In its own statement Sunday night, the board dismissed Arthur T.’s offer to immediately return to the company, and reaffirmed its support for the current co-chief executives, Felicia Thornton and James Gooch, who it named to replace Arthur T.
“Demoulas Market Basket is considering strategic alternatives directly with parties in private conversations,” the statement said. It encouraged minority shareholders, including Arthur T., to “continue providing constructive proposals.
“Following the board’s evaluation of all of offers, it will convey its recommendations to the company’s shareholders who have the final decision as to which strategic alternative, if any, to accept.”
The board, whose majority is controlled by Arthur S., has continued to support Gooch and Thornton in recent weeks, even as employees loyal to Arthur T have refused to work for them, leaving stores devoid of fresh food and normal customer traffic.
Arthur T.’s statement said that his side of the family has “been working around the clock to pursue their offer to buy the 50.5% of shares in [Demoulas Super Markets] they do not own for a full and fair price.”
While expressing hope the crisis would be resolved, his statement called it “critical” that the company’s board accept his offer, warning, “time is of the essence.” He offered to return by midnight Sunday, bringing back his entire team.
The move by Arthur T. seemed to be an attempt to avoid an ugly showdown between the new executives and the thousands of protesting employees.
Making such an offer public is a gamble, said David Lewin, a professor of management at the University of California, Los Angeles.
“He’s trying to put pressure on the other side. It’s a tactic,” Lewin said. “It may work, but it may not.”
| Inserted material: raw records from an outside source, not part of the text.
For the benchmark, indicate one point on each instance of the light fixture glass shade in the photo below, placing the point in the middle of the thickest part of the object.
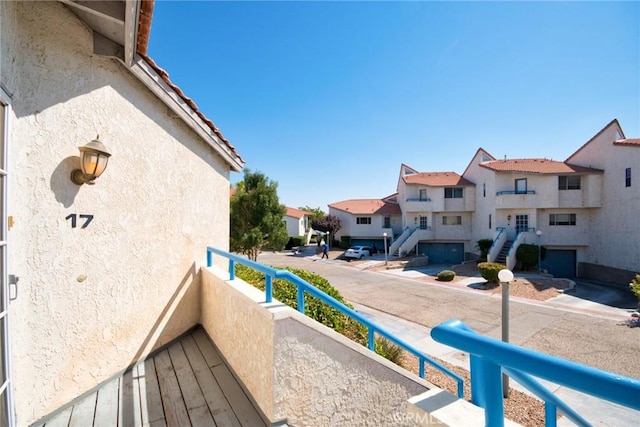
(93, 161)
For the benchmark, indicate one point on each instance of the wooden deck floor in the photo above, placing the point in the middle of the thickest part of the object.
(185, 384)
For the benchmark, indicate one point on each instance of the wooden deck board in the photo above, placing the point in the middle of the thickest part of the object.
(193, 398)
(222, 413)
(185, 384)
(175, 411)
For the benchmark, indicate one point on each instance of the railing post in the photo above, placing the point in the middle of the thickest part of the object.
(268, 288)
(550, 415)
(232, 270)
(300, 299)
(371, 342)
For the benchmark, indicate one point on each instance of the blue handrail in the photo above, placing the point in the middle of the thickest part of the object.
(489, 357)
(304, 286)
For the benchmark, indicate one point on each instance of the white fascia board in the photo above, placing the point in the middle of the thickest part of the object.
(150, 78)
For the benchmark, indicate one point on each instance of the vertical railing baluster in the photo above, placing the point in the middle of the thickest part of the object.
(492, 391)
(268, 288)
(371, 342)
(550, 414)
(300, 299)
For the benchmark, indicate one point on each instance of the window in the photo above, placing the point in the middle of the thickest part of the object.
(452, 220)
(423, 223)
(522, 223)
(521, 186)
(562, 219)
(627, 177)
(453, 193)
(571, 182)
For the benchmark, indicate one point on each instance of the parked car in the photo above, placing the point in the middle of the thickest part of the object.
(357, 252)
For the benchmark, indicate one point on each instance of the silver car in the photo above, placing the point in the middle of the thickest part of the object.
(357, 252)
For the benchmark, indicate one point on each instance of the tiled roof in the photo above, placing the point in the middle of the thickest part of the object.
(541, 166)
(142, 43)
(296, 213)
(437, 179)
(629, 141)
(367, 207)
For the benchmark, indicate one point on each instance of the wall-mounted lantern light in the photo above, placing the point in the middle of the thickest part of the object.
(93, 161)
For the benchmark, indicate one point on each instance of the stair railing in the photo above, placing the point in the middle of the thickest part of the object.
(303, 286)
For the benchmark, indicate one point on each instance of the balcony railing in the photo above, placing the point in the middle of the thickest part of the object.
(506, 192)
(304, 286)
(489, 358)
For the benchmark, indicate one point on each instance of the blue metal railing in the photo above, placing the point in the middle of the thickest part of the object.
(501, 193)
(490, 357)
(304, 286)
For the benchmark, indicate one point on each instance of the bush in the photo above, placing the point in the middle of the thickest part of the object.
(287, 293)
(527, 256)
(483, 246)
(489, 271)
(446, 275)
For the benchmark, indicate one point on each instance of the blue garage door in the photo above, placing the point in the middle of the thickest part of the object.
(443, 253)
(560, 262)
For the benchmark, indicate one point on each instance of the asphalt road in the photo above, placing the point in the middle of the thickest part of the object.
(568, 326)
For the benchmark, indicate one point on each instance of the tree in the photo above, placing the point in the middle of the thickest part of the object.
(256, 216)
(329, 224)
(317, 212)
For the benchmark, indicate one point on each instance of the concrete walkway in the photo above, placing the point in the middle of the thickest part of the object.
(408, 303)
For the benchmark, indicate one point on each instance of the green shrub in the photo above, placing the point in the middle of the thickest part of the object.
(389, 350)
(527, 256)
(483, 246)
(635, 286)
(489, 271)
(446, 275)
(287, 293)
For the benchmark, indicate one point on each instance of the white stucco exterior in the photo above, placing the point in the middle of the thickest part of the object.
(91, 301)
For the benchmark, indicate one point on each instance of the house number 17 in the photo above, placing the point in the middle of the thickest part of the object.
(74, 219)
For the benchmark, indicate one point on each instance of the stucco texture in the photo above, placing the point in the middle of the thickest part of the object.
(94, 300)
(297, 370)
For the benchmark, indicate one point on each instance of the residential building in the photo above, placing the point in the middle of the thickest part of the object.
(581, 209)
(297, 222)
(365, 221)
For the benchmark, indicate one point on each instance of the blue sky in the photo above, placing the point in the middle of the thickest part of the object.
(328, 99)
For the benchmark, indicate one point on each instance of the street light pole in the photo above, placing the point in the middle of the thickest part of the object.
(505, 277)
(386, 261)
(539, 234)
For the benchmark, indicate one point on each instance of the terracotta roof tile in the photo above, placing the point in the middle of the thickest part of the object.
(629, 141)
(367, 207)
(437, 179)
(296, 213)
(142, 42)
(540, 166)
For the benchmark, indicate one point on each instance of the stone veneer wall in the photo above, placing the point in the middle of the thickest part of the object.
(298, 370)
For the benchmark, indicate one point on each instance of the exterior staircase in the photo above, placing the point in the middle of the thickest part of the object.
(502, 255)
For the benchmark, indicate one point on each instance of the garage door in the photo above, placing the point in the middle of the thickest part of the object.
(560, 262)
(443, 253)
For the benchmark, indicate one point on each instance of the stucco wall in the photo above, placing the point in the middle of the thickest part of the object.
(296, 369)
(94, 300)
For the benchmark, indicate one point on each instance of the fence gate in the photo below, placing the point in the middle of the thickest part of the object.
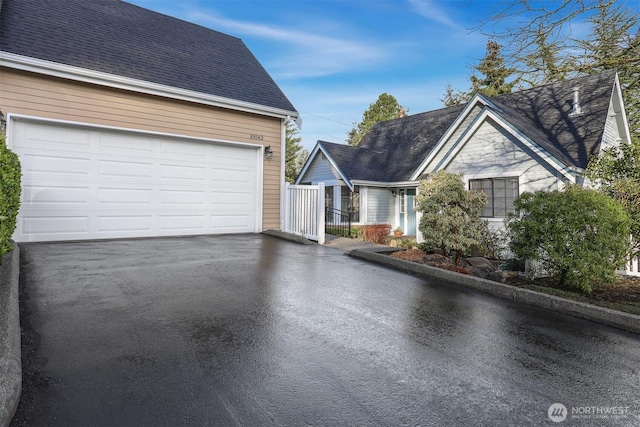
(304, 211)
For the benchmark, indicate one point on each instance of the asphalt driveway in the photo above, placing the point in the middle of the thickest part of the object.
(253, 330)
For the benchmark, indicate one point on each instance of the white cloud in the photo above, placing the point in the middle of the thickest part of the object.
(433, 12)
(307, 54)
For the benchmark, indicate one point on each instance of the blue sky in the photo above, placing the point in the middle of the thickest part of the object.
(334, 58)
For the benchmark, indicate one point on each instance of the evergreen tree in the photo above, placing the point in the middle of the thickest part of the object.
(495, 73)
(385, 108)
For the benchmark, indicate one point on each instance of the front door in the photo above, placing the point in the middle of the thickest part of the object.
(407, 217)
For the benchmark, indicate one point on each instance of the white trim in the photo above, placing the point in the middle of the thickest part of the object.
(566, 171)
(259, 178)
(386, 184)
(22, 117)
(333, 164)
(477, 99)
(40, 66)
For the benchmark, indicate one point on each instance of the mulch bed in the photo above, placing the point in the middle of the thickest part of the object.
(625, 295)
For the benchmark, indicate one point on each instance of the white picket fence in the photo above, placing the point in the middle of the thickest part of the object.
(304, 211)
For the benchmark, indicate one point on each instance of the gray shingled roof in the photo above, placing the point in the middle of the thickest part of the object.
(393, 150)
(119, 38)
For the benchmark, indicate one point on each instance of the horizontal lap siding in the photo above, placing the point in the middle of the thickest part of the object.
(320, 170)
(493, 153)
(452, 139)
(48, 97)
(380, 206)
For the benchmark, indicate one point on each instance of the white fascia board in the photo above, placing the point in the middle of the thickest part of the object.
(565, 170)
(386, 184)
(306, 165)
(85, 75)
(319, 148)
(443, 140)
(617, 95)
(12, 117)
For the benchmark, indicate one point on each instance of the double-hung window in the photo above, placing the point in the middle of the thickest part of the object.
(500, 192)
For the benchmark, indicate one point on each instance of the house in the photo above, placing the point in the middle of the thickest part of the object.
(131, 123)
(536, 139)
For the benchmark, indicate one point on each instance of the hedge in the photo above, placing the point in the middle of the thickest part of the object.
(10, 174)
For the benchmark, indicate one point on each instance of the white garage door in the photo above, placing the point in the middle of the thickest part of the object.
(91, 183)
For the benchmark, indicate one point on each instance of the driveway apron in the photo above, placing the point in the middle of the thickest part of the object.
(254, 330)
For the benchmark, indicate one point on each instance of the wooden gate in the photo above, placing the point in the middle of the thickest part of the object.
(304, 211)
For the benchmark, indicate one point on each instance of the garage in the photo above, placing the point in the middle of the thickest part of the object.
(86, 182)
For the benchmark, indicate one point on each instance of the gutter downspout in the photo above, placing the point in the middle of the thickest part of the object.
(283, 149)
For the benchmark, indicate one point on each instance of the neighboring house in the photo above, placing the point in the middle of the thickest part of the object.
(131, 123)
(536, 139)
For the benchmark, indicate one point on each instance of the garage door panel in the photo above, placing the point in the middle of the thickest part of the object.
(127, 184)
(230, 223)
(56, 167)
(182, 222)
(182, 173)
(187, 151)
(124, 169)
(182, 197)
(46, 226)
(58, 139)
(46, 196)
(125, 196)
(113, 224)
(124, 145)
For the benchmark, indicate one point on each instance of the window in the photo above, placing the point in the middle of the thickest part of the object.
(350, 201)
(501, 193)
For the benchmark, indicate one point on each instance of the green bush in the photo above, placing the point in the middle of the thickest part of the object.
(450, 213)
(493, 242)
(376, 233)
(9, 195)
(579, 236)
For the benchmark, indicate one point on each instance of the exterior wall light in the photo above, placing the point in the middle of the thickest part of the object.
(268, 152)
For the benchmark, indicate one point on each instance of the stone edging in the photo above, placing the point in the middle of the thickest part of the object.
(10, 363)
(621, 320)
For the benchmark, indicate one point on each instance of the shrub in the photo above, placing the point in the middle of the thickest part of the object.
(9, 195)
(578, 236)
(450, 214)
(493, 241)
(376, 233)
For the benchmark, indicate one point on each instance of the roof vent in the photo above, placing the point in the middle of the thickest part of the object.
(576, 109)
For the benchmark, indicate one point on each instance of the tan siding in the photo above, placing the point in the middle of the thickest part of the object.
(492, 153)
(48, 97)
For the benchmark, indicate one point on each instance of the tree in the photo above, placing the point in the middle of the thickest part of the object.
(579, 236)
(292, 153)
(543, 64)
(536, 33)
(385, 108)
(450, 214)
(612, 45)
(453, 96)
(495, 73)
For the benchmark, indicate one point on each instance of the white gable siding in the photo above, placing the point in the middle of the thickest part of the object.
(611, 135)
(492, 153)
(320, 170)
(380, 206)
(453, 138)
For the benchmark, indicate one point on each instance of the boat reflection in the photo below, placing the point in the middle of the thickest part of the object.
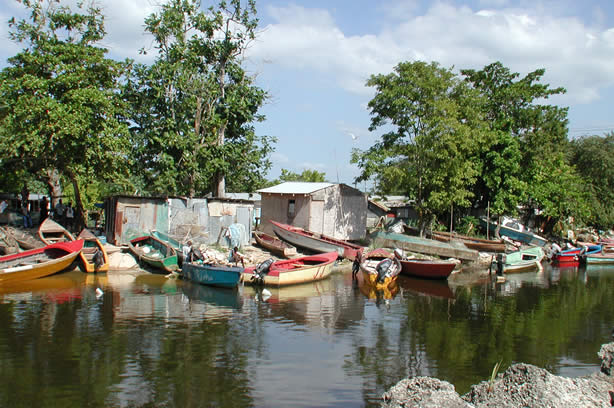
(429, 287)
(288, 293)
(222, 297)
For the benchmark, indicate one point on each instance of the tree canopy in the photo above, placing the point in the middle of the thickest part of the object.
(194, 107)
(63, 115)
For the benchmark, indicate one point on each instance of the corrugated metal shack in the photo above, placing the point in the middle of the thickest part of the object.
(202, 220)
(337, 210)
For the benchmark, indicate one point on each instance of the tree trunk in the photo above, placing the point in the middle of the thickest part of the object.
(79, 220)
(53, 187)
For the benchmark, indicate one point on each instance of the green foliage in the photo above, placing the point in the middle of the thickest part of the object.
(436, 130)
(193, 108)
(593, 157)
(523, 163)
(62, 107)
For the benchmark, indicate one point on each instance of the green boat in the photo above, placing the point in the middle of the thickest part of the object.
(523, 260)
(154, 252)
(170, 241)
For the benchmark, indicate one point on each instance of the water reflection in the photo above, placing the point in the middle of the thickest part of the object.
(138, 339)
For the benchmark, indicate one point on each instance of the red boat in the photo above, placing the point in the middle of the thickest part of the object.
(315, 242)
(422, 268)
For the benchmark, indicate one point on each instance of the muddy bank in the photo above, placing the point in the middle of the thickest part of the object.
(521, 385)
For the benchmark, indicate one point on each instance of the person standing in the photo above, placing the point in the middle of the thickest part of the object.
(44, 211)
(70, 217)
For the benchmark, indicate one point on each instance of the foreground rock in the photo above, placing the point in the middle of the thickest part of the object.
(521, 385)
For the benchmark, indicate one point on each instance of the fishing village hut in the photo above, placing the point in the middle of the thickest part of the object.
(202, 220)
(336, 210)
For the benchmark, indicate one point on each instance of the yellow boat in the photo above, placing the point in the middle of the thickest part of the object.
(40, 262)
(94, 257)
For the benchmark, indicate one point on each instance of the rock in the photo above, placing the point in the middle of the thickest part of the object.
(423, 392)
(521, 385)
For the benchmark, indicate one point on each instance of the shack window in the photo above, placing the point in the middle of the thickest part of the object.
(291, 204)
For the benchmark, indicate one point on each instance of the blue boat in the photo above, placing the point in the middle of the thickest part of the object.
(213, 275)
(514, 230)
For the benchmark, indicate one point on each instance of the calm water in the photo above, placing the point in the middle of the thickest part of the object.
(146, 341)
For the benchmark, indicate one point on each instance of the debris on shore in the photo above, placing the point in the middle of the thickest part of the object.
(521, 385)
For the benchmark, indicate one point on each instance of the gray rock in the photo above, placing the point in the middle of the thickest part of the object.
(521, 385)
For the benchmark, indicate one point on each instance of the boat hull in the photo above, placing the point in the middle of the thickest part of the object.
(274, 245)
(315, 242)
(212, 275)
(39, 262)
(426, 269)
(161, 256)
(294, 271)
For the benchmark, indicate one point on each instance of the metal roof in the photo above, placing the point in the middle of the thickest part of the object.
(295, 187)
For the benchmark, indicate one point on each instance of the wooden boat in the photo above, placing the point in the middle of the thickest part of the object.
(478, 244)
(369, 264)
(603, 257)
(51, 232)
(523, 260)
(154, 252)
(571, 256)
(315, 242)
(39, 262)
(429, 287)
(94, 257)
(274, 245)
(23, 238)
(291, 271)
(428, 269)
(425, 246)
(172, 242)
(8, 244)
(213, 275)
(514, 230)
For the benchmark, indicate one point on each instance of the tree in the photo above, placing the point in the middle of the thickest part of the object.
(63, 117)
(435, 130)
(524, 162)
(593, 156)
(194, 107)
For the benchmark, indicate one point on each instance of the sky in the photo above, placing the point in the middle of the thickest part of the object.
(314, 57)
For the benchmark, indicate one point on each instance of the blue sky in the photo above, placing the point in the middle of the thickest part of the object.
(314, 58)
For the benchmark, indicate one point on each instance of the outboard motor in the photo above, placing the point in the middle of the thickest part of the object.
(261, 270)
(98, 259)
(196, 255)
(382, 269)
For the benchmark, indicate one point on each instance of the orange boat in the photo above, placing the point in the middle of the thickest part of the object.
(291, 271)
(40, 262)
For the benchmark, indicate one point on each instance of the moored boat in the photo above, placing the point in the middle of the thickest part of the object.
(315, 242)
(274, 245)
(428, 269)
(211, 274)
(154, 252)
(51, 232)
(380, 268)
(514, 230)
(291, 271)
(172, 242)
(39, 262)
(604, 257)
(523, 260)
(8, 244)
(94, 257)
(23, 238)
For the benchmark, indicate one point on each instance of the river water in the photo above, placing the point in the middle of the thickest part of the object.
(134, 339)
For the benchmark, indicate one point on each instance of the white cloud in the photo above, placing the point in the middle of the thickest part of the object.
(575, 56)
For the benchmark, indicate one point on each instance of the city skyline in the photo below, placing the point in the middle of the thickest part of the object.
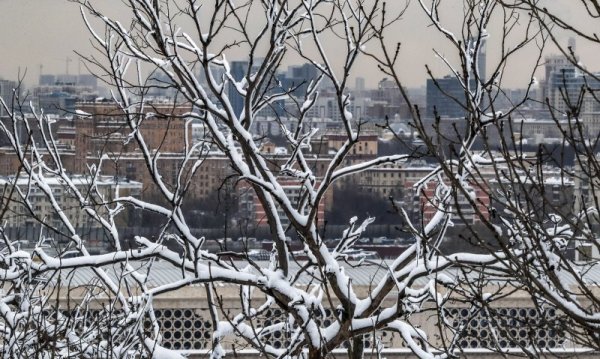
(34, 35)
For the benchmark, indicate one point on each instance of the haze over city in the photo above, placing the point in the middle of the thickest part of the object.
(47, 32)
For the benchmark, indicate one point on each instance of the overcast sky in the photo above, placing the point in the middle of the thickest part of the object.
(46, 32)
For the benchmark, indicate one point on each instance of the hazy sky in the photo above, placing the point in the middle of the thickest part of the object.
(46, 32)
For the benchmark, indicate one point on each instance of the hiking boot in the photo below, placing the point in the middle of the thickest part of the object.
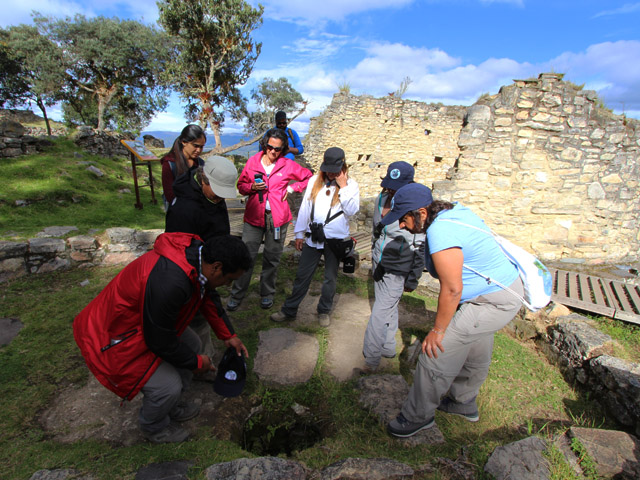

But former employees applauded the move.
“He’s doing that out of compassion for us, I’m sure,” said Steve Paulenka, a top Market Basket supervisor who was among eight employees fired in July. “I would not be that magnanimous if I were in his position.”
The company’s directors have acknowledged that Arthur S. is considering selling his ownership stake to Arthur T., but it is unclear how likely he is to do so.
In the meantime, the grocery chain, which industry specialists estimate is worth $3 billion to $3.5 billion, remains crippled. The shelves at many of the chain’s 71 stores are bare because workers have refused to deliver goods. And customers, either in solidarity with workers or out of frustration with missing grocery items, are largely staying away. As a result, managers have said, sales at some stores have plummeted as much as 75 percent since Demoulas’s firing.
Store managers loyal to Arthur T. said they hoped the offer was a signal that behind-the-scenes negotiations are leaning Arthur T.’s way.
“We all fully believe that Arthur T.’s going to be running this company again,” said John Garon, a manager at the Burlington Market Basket. “He continues to give full and fair offers to the other side of the family. He’s saying, ‘Hey, I’m ready to go back tonight and fix the big mess you guys said I created.’ It would be the best-case scenario for all involved.”
But Garon cautioned that undoing the damage of the past month would not happen overnight.
“There’s a lot of work to do first,” he said. “If we hear the news, we’re going to have more work to do than we’ve ever had in our lives to get our stores up and running and full.”
Paulenka said he would not declare victory until a sale to Arthur T. was finalized, but he and other fired managers said they were ready to return to work immediately.
“When and if that word comes, I’m ready at a moment’s notice,” said Tom Gordon, a former grocery supervisor who was fired by the company’s new leaders.